Une fois que l’on s’est adapté à des communautés exclusives, on y trouve une fraternité et une solidarité très fortes. L'intimité que je ressens dans les communautés auxquels j’appartiens ne s’adresse pas aux personnes extérieures. Mes camarades sont gentils avec elles, mais je sens pourtant qu’il y a une sorte de mur invisible qui maintient toujours une distance entre elles et eux ; cette même distance avec laquelle j’ai eu du mal pour mon intégration lorsque je suis arrivé au Japon.

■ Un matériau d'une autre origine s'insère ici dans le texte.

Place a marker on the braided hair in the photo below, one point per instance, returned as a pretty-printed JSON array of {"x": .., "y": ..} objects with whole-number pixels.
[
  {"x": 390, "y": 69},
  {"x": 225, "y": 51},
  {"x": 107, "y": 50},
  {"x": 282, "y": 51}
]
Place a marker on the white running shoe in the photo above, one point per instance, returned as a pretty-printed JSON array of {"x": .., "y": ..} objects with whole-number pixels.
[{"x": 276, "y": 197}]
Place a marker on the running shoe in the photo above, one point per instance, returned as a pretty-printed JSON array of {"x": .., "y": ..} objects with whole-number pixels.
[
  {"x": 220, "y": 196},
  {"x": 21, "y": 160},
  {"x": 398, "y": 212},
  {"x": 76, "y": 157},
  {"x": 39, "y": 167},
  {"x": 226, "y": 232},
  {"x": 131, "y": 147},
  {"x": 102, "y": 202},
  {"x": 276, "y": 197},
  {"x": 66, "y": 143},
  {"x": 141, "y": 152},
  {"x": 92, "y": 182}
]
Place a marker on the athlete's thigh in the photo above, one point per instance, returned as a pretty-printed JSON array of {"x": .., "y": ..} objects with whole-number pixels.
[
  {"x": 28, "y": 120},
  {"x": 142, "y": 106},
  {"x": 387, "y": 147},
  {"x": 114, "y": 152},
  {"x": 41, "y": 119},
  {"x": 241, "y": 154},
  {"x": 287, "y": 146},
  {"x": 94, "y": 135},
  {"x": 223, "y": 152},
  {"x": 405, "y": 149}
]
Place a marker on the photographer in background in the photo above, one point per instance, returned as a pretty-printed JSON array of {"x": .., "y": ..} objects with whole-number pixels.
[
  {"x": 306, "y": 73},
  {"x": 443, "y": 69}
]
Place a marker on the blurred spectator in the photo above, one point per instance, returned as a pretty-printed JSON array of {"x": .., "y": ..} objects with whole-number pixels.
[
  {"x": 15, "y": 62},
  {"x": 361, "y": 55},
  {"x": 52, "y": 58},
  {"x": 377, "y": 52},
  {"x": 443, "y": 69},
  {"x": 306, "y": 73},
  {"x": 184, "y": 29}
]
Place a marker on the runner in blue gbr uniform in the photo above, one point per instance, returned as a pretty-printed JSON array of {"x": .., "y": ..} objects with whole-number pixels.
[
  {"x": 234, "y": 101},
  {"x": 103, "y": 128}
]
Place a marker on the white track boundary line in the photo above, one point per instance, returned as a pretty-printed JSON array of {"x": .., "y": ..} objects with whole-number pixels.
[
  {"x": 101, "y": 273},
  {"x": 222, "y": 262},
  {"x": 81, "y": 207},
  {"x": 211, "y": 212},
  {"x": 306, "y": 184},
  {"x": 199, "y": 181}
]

Certes, les communautés japonaises ont tendance à exclure les autres. Toutefois, je pense qu’on aurait tort de les condamner trop vite. Le fait qu’elles soient plutôt exclusives n’est qu’une caractéristique, qui n’est pas forcément un défaut. Si nous changeons notre point de vue, nous pouvons même aimer ce que nous n’aimons pas. Il faut toujours voir les choses autrement.

J’ose répondre franchement au sujet d’aujourd’hui : Je n’aime pas les communautés japonaises exclusives, et poutant je les aime aussi autant que je ne les aime pas.